Department of Plastic and Reconstructive Surgery, IRCCS Azienda Ospedaliera Universitaria San Martino, IST Istituto Nazionale per la Ricerca sul Cancro, Genova, Italy.
Department of Internal Medicine and Medical Specialties (DiMI), University of Genoa, Genova, Italy ; Genetics of Rare Cancers, IRCCS Azienda Ospedaliera Universitaria San Martino, IST Istituto Nazionale per la Ricerca sul Cancro, Genova, Italy.
Onco Targets Ther. 2015 Jan 16;8:157-68. doi: 10.2147/OTT.S39096. eCollection 2015.
BRAF inhibitors vemurafenib and dabrafenib achieved improved overall survival over chemotherapy and have been approved for the treatment of BRAF-mutated metastatic melanoma.
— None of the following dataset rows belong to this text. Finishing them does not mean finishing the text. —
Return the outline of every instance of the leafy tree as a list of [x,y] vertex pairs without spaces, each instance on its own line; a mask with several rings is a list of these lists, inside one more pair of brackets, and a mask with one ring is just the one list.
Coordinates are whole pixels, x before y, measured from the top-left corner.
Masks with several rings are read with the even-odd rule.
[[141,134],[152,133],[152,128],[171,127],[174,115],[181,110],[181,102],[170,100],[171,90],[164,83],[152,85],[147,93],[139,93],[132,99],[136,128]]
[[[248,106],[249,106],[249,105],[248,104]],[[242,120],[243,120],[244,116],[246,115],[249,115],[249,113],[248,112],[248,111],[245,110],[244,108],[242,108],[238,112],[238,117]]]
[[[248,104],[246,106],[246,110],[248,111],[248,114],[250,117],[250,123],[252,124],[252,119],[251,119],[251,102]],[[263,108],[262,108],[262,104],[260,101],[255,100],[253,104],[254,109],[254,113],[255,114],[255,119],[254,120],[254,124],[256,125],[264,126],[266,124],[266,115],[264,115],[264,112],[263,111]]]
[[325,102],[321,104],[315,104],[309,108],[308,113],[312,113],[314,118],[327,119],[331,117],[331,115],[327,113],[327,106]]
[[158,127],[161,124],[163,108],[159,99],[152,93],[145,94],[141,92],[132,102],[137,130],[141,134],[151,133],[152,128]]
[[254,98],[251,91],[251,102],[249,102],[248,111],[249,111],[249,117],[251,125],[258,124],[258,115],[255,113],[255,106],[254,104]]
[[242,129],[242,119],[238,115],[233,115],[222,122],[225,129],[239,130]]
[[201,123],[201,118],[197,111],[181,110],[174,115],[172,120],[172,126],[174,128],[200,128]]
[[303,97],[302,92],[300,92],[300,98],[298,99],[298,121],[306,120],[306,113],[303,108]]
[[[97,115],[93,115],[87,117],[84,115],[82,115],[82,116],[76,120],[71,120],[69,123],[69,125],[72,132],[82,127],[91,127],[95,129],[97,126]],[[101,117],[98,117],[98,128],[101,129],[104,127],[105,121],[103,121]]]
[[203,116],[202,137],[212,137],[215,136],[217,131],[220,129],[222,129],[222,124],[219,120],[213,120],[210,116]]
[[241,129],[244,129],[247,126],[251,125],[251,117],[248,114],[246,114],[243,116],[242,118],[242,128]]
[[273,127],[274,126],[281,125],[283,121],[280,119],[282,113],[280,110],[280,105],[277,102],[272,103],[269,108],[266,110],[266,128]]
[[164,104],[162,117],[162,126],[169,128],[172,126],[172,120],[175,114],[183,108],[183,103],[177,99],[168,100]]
More recently, the combination of BRAF inhibitor dabrafenib with MEK inhibitor trametinib has shown improved progression-free survival, compared to dabrafenib monotherapy, in a Phase II study and has received approval by the US Food and Drug Administration. However, even when treated with the combination, most patients develop mechanisms of acquired resistance, and some of them do not achieve tumor regression at all, because of intrinsic resistance to therapy. Along with the development of BRAF inhibitors, immunotherapy made an important step forward: ipilimumab, an anti-CTLA-4 monoclonal antibody, was approved for the treatment of metastatic melanoma; anti-PD-1 agents achieved promising results in Phase I/II trials, and data from Phase III studies will be ready soon. The availability of such drugs, which are effective regardless of BRAF status, has made the therapeutic approach more complex, as first-line treatment with BRAF inhibitors may not be the best choice for all BRAF-mutated patients. The aim of this paper is to review the systemic therapeutic options available today for patients affected by BRAF V600-mutated metastatic melanoma, as well as to summarize the mechanisms of resistance to BRAF inhibitors and discuss the possible strategies to overcome them. Moreover, since the molecular analysis of tumor specimens is now a pivotal and decisional factor in the treatment strategy of metastatic melanoma patients, the advances in the molecular detection techniques for the BRAF V600 mutation will be reported.
BRAF 抑制剂维莫非尼和达拉非尼在改善总生存期方面优于化疗,已被批准用于治疗 BRAF 突变型转移性黑色素瘤。最近,BRAF 抑制剂达拉非尼联合 MEK 抑制剂曲美替尼的治疗方案与达拉非尼单药治疗相比,在 II 期研究中显示出无进展生存期的改善,并已获得美国食品和药物管理局的批准。然而,即使接受联合治疗,大多数患者仍会产生获得性耐药机制,其中一些患者由于对治疗存在内在耐药性而根本无法实现肿瘤消退。随着 BRAF 抑制剂的发展,免疫疗法取得了重要进展:抗 CTLA-4 单克隆抗体伊匹单抗被批准用于治疗转移性黑色素瘤;抗 PD-1 药物在 I/II 期试验中取得了令人鼓舞的结果,即将公布 III 期研究的数据。这些药物的出现(无论 BRAF 状态如何都有效)使治疗方法变得更加复杂,因为 BRAF 抑制剂的一线治疗可能不是所有 BRAF 突变患者的最佳选择。本文旨在回顾目前针对 BRAF V600 突变转移性黑色素瘤患者的系统治疗选择,并总结 BRAF 抑制剂耐药的机制,探讨克服耐药的可能策略。此外,由于肿瘤标本的分子分析现在是转移性黑色素瘤患者治疗策略的关键和决策因素,因此将报告 BRAF V600 突变的分子检测技术的进展。